Building on their earlier work showing that shortened telomeres give rise to end-to-end chromosome fusions, the scientists crossed telomerase-null mice, which have short telomeres, with mice heterozygous for telomerase activity, which have long telomeres. The resulting hybrid mice have average telomere lengths that fall between those of the parental strains; however, only half of the mice have a working telomerase that can rebuild their telomeres.

Analysis of cells from the hybrid offspring that lack telomerase indicates that chromosome rearrangements start to occur when telomeres from one or two chromosomes are all but gone. The left-hand figure shows a metaphase spread of a cell taken from a hybrid mouse strain, stained with DAPI to identify fused chromosomes. A fusion in chromosome 19 is identified by the circle. The right-hand figure shows a different metaphase spread using cells from the same mouse and stained by Q-FISH to identify telomeres (red). The arrow points to a chromosome 19 that lacks a telomere signal. Thus, the chromosome with the shortest telomere is also the one involved in the fusions. An independent telomerase-null mouse line had different chromosomes with short telomeres and different chromosome fusions.

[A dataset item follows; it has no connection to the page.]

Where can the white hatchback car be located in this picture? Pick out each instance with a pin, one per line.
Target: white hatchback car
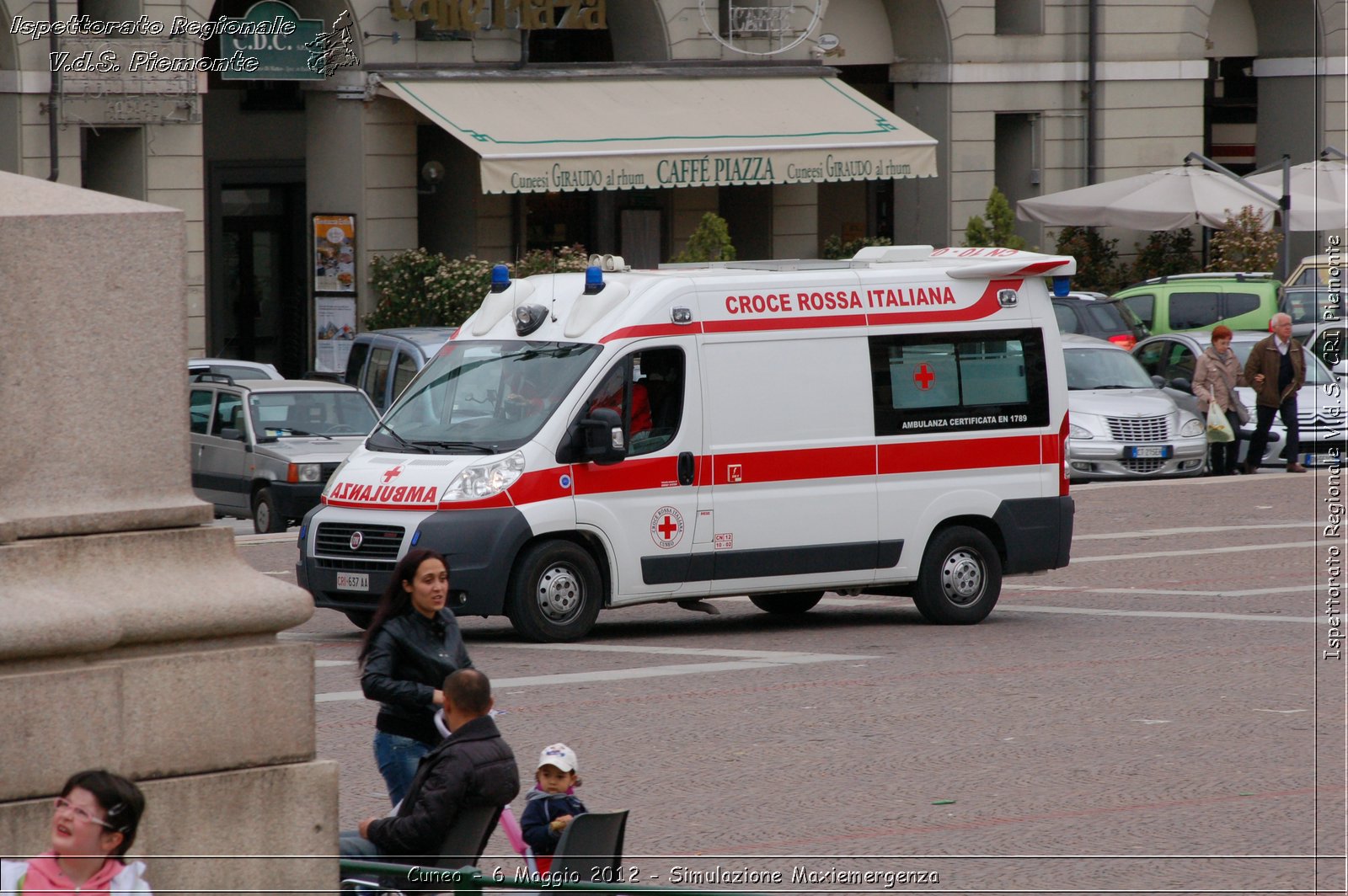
(233, 368)
(1122, 424)
(263, 449)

In contrast, the hybrid offspring mice with telomerase were able to rebuild the shortest telomeres just enough to maintain telomere function. These mice had no chromosomal rearrangements or excess cell death, even though their average telomere length was similar to the telomerase-null siblings.

The results suggest that once an individual telomere becomes very short it is recognized by the cell machinery as a DNA break and recombination occurs. This, in turn, signals the cell to arrest or die.